Çalışmalara nazaran yaşlıların yüzde 40’ı reçetesiz satılan ve birçok aktarlardan temin edilen besin desteklerini kullanıyor. Besin desteklerinin pazarı Avrupa’da 5 milyar Euro’yu buluyor. Depresyon için sarı kantaron ve mental sıhhat için ginko biloba, en çok tercih edilen besin desteklerinin başında geliyor. Halbuki sarı kantaronun birtakım antidepresanlarla, ginko biloba’nın ise bu yaş kümesinde çok yaygın olarak kullanılan kan sulandırıcılarla etkileşimi, kanama ya da ölümcül olabilen ‘serotonin sendromu’ üzere tehlikeli tablolara yol açabiliyor. Doç. Dr. Durak, “Yapılan çalışmalarda polifarmasi, literatürde 5 ve 5’in üzerinde ilacın tıpkı anda alınması olarak geçiyor. Lakin buna bazen vitamin ve destekler de ekleniyor. O vakit sayı daha da artıyor. Acil servise başvuran hastalarda, kesinlikle tansiyon yüksekliği için bir antihipertansif görüyoruz, daha evvelce pıhtı atma öyküsü olduğu için kan sulandırıcı kullanıyor, ağrı zati çok yaygın bu yaş kümesinde, vitamin destekleri de genelde oluyor. Yani en az 4-5’i buluyor her hastada. Hatta bizim ülkemizde daha fazla sayıda ilaç kullanılıyor da olabilir. Şöyle bir sorun daha var, bu kadar çok ilacın (uygun şekilde) kullanılıp kullanılmadığını da tam olarak bilmiyoruz birden fazla zaman” dedi.

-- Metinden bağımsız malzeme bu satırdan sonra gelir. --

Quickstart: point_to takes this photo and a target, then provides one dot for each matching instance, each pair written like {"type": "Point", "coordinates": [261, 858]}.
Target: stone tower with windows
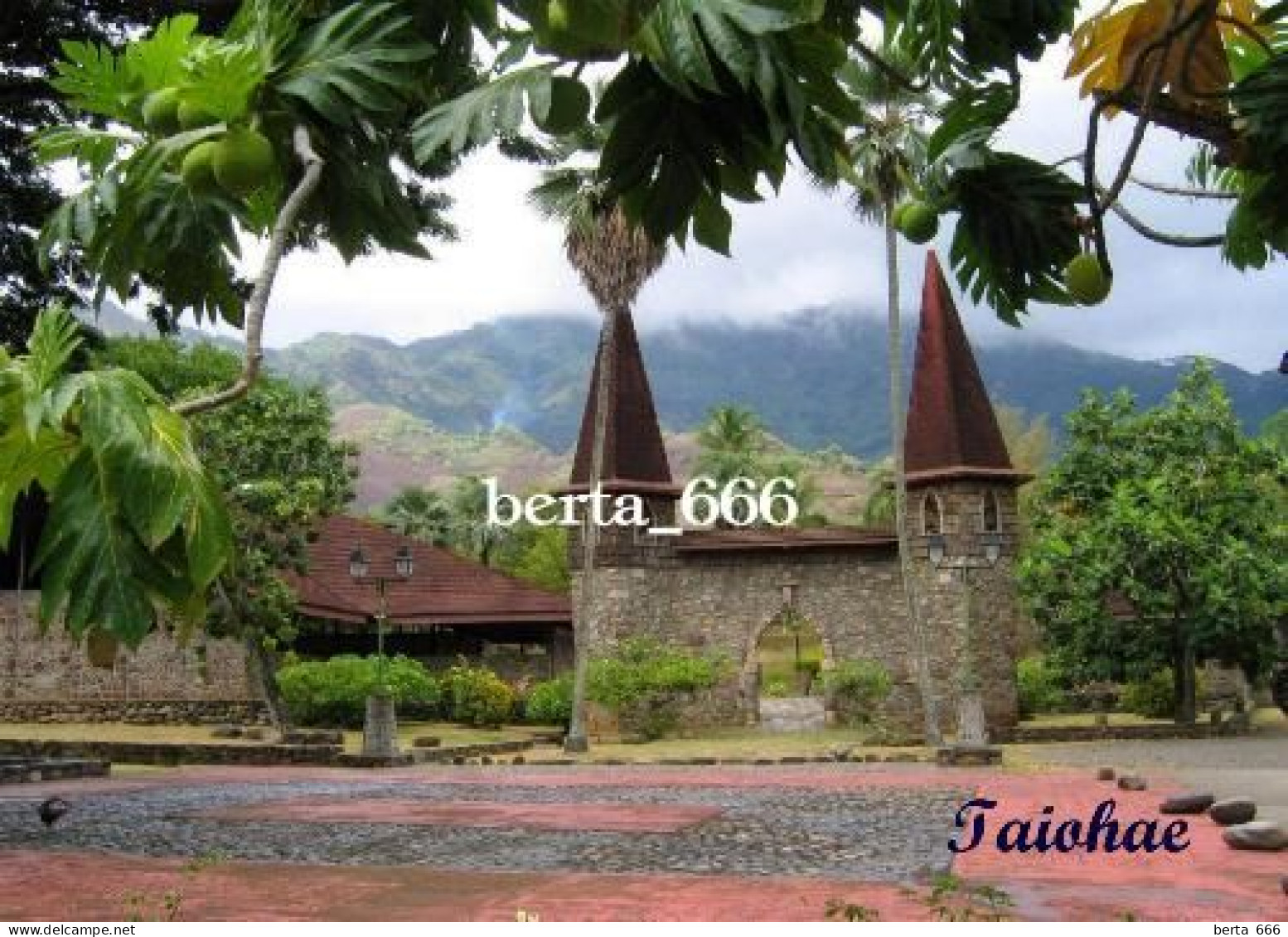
{"type": "Point", "coordinates": [719, 590]}
{"type": "Point", "coordinates": [961, 487]}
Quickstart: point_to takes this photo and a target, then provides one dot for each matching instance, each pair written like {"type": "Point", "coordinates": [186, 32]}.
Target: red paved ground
{"type": "Point", "coordinates": [1208, 881]}
{"type": "Point", "coordinates": [606, 818]}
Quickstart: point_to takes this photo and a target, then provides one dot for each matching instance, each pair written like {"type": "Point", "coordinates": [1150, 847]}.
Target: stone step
{"type": "Point", "coordinates": [792, 715]}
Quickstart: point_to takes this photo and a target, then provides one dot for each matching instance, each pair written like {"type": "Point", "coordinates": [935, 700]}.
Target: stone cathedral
{"type": "Point", "coordinates": [719, 590]}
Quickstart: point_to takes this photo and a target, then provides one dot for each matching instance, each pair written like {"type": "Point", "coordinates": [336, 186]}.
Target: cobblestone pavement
{"type": "Point", "coordinates": [874, 836]}
{"type": "Point", "coordinates": [1253, 766]}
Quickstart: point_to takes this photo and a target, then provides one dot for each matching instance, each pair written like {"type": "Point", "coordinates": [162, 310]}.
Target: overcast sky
{"type": "Point", "coordinates": [802, 249]}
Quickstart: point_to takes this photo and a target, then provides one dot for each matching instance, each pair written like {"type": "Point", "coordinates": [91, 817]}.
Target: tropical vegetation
{"type": "Point", "coordinates": [1158, 541]}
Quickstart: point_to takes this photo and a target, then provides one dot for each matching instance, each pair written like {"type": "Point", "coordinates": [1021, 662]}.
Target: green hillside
{"type": "Point", "coordinates": [817, 377]}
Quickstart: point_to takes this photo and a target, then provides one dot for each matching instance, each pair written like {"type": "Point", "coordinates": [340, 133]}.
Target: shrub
{"type": "Point", "coordinates": [857, 688]}
{"type": "Point", "coordinates": [776, 688]}
{"type": "Point", "coordinates": [1039, 685]}
{"type": "Point", "coordinates": [334, 693]}
{"type": "Point", "coordinates": [550, 702]}
{"type": "Point", "coordinates": [643, 680]}
{"type": "Point", "coordinates": [1153, 698]}
{"type": "Point", "coordinates": [643, 669]}
{"type": "Point", "coordinates": [477, 697]}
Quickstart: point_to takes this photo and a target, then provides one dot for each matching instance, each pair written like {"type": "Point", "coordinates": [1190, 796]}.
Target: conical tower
{"type": "Point", "coordinates": [961, 495]}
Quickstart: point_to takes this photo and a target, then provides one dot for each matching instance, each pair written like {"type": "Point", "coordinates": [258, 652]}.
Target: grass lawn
{"type": "Point", "coordinates": [1088, 720]}
{"type": "Point", "coordinates": [1267, 716]}
{"type": "Point", "coordinates": [734, 743]}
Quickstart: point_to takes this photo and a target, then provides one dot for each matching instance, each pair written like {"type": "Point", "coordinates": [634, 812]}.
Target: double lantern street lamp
{"type": "Point", "coordinates": [380, 729]}
{"type": "Point", "coordinates": [971, 725]}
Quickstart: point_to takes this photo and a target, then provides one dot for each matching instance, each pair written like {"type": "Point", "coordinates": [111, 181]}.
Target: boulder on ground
{"type": "Point", "coordinates": [1232, 811]}
{"type": "Point", "coordinates": [1261, 836]}
{"type": "Point", "coordinates": [1187, 804]}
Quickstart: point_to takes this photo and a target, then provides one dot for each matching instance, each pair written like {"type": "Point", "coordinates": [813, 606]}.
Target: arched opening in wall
{"type": "Point", "coordinates": [932, 515]}
{"type": "Point", "coordinates": [990, 514]}
{"type": "Point", "coordinates": [17, 555]}
{"type": "Point", "coordinates": [790, 658]}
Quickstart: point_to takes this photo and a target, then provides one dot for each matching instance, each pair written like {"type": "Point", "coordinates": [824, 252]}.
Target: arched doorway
{"type": "Point", "coordinates": [787, 665]}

“HER TABİPTE FARKLI İLAÇ YAZILIYOR”

Dünya Sıhhat Örgütü’nün yeni tarifine nazaran 75 ve üzeri yaştaki şahısların yaşlı, yani geriatrik hastalar olarak kabul edildiğini kaydeden Doç. Dr. Durak, “Bu yaş kümesi bizim için çok daha riskli polifarmasi açısından. Örneğin bacağım ağrıyor, bir ortopediste gidiyorum. Ortopedistin yazdığı ağrı kesiciyi olağanda tertipli olarak almam gerekiyor, zira bir ilacın tesirinin tam olarak ortaya çıkması için 20 ila 30 gün gerekiyor. Hasta bazen sabırsız davranıyor, ya da doktora güvenmiyor, mesela ‘Çok genç bu doktor’ diyor, öteki bir doktora daha gidiyor. Hasta, daha evvelden yazılan ilacı o doktora söylemiyor. Bu defa o hekim da öteki bir ilaç yazıyor. Bu ortada işler daha da karışıyor. Ağrısı var ağrı kesici yazıyor, ağrı kesici tansiyonunu yükseltiyor, bu defa tansiyon düşürücü ilaç başlanıyor. Reçete kaskadı deniyor bu duruma ve hakikaten bu çok önemli bir sorun olarak ele alınıyor yurt dışında” diye konuştu.

“O TORBA DOLDUKÇA GÜYA KEYİFLİ OLUYOR HASTALAR”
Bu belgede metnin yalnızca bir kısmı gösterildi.